Parsers

Amass Parser

class pipeline.recon.amass.ParseAmassOutput(*args, **kwargs)

Read amass JSON results and create categorized entries into ip|subdomain files.

Parameters:
  • db_location – specifies the path to the database used for storing results Required by upstream Task
  • target_file – specifies the file on disk containing a list of ips or domains Required by upstream Task
  • exempt_list – Path to a file providing blacklisted subdomains, one per line. Optional by upstream Task
  • results_dir – specifes the directory on disk to which all Task results are written Required by upstream Task
output()

Returns the target output files for this task.

Returns:luigi.contrib.sqla.SQLAlchemyTarget
requires()

ParseAmassOutput depends on AmassScan to run.

TargetList expects target_file as a parameter. AmassScan accepts exempt_list as an optional parameter.

Returns:luigi.ExternalTask - TargetList
run()

Parse the json file produced by AmassScan and categorize the results into ip|subdomain files.

An example (prettified) entry from the json file is shown below
{

“Timestamp”: “2019-09-22T19:20:13-05:00”, “name”: “beta-partners.tesla.com”, “domain”: “tesla.com”, “addresses”: [

{
“ip”: “209.133.79.58”, “cidr”: “209.133.79.0/24”, “asn”: 394161, “desc”: “TESLA - Tesla”

}

], “tag”: “ext”, “source”: “Previous Enum”

}

Web Targets Parser

class pipeline.recon.web.targets.GatherWebTargets(*args, **kwargs)

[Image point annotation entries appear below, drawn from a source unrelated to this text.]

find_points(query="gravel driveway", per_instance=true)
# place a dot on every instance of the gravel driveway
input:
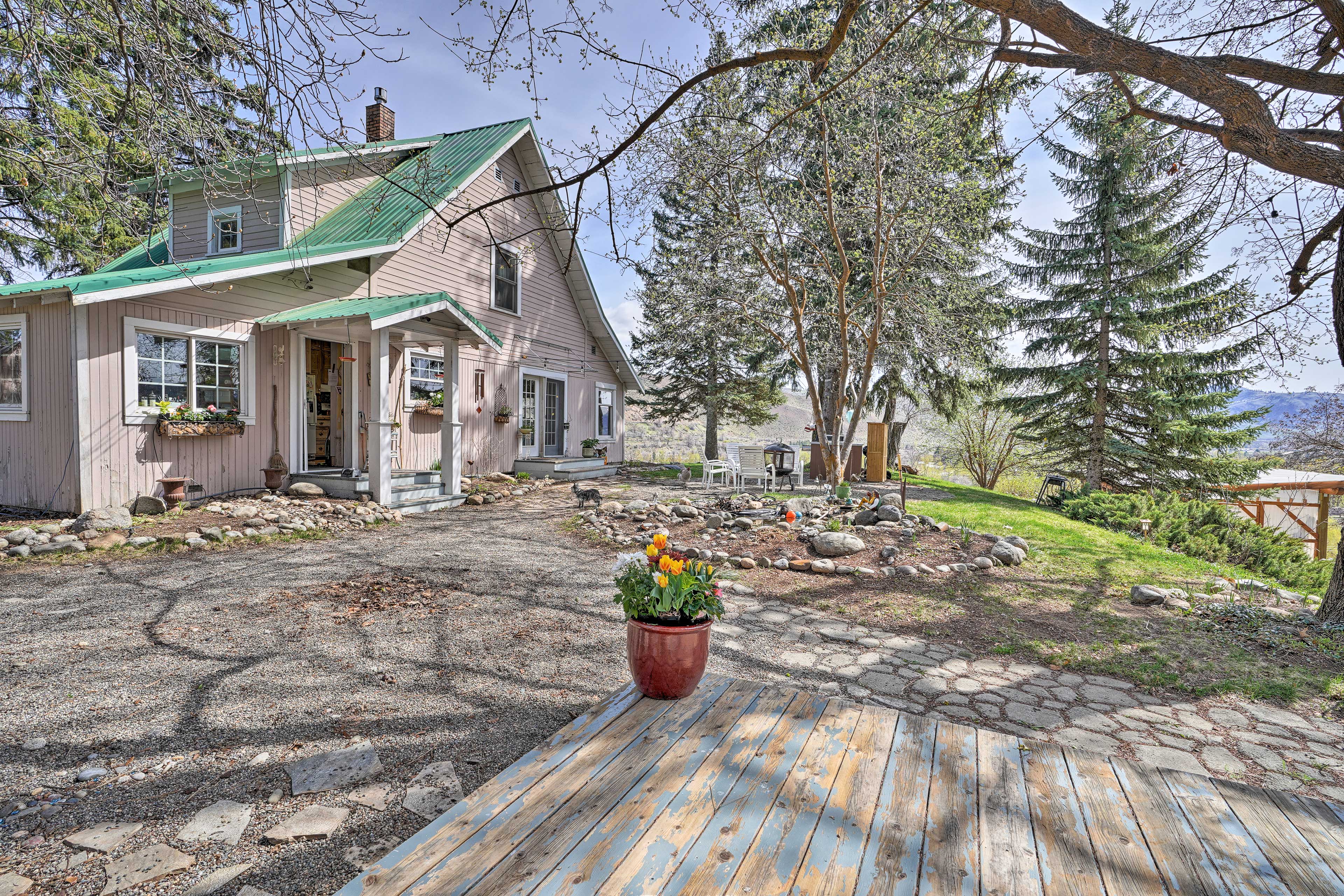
(218, 656)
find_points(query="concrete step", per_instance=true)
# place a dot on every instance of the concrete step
(427, 504)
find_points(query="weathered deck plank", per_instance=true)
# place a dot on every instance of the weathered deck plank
(652, 862)
(891, 862)
(758, 790)
(1123, 858)
(1008, 864)
(952, 855)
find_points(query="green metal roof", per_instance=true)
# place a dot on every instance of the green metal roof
(376, 218)
(267, 166)
(382, 308)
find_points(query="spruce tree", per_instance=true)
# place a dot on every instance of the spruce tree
(1120, 382)
(694, 343)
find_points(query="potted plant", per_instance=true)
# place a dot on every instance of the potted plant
(670, 604)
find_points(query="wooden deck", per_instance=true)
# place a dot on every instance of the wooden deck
(756, 790)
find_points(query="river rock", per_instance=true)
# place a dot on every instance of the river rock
(148, 506)
(433, 792)
(143, 867)
(108, 518)
(836, 544)
(315, 823)
(335, 769)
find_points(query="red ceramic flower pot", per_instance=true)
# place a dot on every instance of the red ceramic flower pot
(667, 663)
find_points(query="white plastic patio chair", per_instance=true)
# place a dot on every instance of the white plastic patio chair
(752, 467)
(725, 467)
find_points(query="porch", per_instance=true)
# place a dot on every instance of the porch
(761, 790)
(355, 338)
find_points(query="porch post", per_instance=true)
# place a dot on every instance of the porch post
(451, 432)
(381, 425)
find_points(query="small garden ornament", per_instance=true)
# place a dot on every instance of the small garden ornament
(670, 604)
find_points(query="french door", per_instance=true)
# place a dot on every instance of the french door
(527, 417)
(553, 443)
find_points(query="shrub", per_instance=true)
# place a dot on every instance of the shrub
(1203, 530)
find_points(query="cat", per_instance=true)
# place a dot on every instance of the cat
(587, 495)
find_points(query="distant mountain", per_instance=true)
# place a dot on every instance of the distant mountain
(1280, 403)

Gather all subdomains as well as any ip addresses known to have a configured web port open.

Parameters:
  • db_location – specifies the path to the database used for storing results Required by upstream Task
  • exempt_list – Path to a file providing blacklisted subdomains, one per line. Optional by upstream Task
  • top_ports – Scan top N most popular ports Required by upstream Task
  • ports – specifies the port(s) to be scanned Required by upstream Task
  • interface – use the named raw network interface, such as “eth0” Required by upstream Task
  • rate – desired rate for transmitting packets (packets per second) Required by upstream Task
  • target_file – specifies the file on disk containing a list of ips or domains Required by upstream Task
  • results_dir – specifes the directory on disk to which all Task results are written Required by upstream Task
output()

Returns the target output for this task.

Returns:luigi.contrib.sqla.SQLAlchemyTarget
requires()

GatherWebTargets depends on ParseMasscanOutput and ParseAmassOutput to run.

ParseMasscanOutput expects rate, target_file, interface, and either ports or top_ports as parameters. ParseAmassOutput accepts exempt_list and expects target_file

Returns:ParseMasscanOutput, str: ParseAmassOutput)
Return type:dict(str
run()

Gather all potential web targets and tag them as web in the database.

Masscan Parser

class pipeline.recon.masscan.ParseMasscanOutput(*args, **kwargs)

Read masscan JSON results and create a pickled dictionary of pertinent information for processing.

Parameters:
  • top_ports – Scan top N most popular ports Required by upstream Task
  • ports – specifies the port(s) to be scanned Required by upstream Task
  • interface – use the named raw network interface, such as “eth0” Required by upstream Task
  • rate – desired rate for transmitting packets (packets per second) Required by upstream Task
  • db_location – specifies the path to the database used for storing results Required by upstream Task
  • target_file – specifies the file on disk containing a list of ips or domains Required by upstream Task
  • results_dir – specifes the directory on disk to which all Task results are written Required by upstream Task
output()

Returns the target output for this task.

Naming convention for the output file is masscan.TARGET_FILE.parsed.pickle.

Returns:luigi.local_target.LocalTarget
requires()

ParseMasscanOutput depends on Masscan to run.

Masscan expects rate, target_file, interface, and either ports or top_ports as parameters.

Returns:luigi.Task - Masscan
run()

Reads masscan JSON results and creates a pickled dictionary of pertinent information for processing.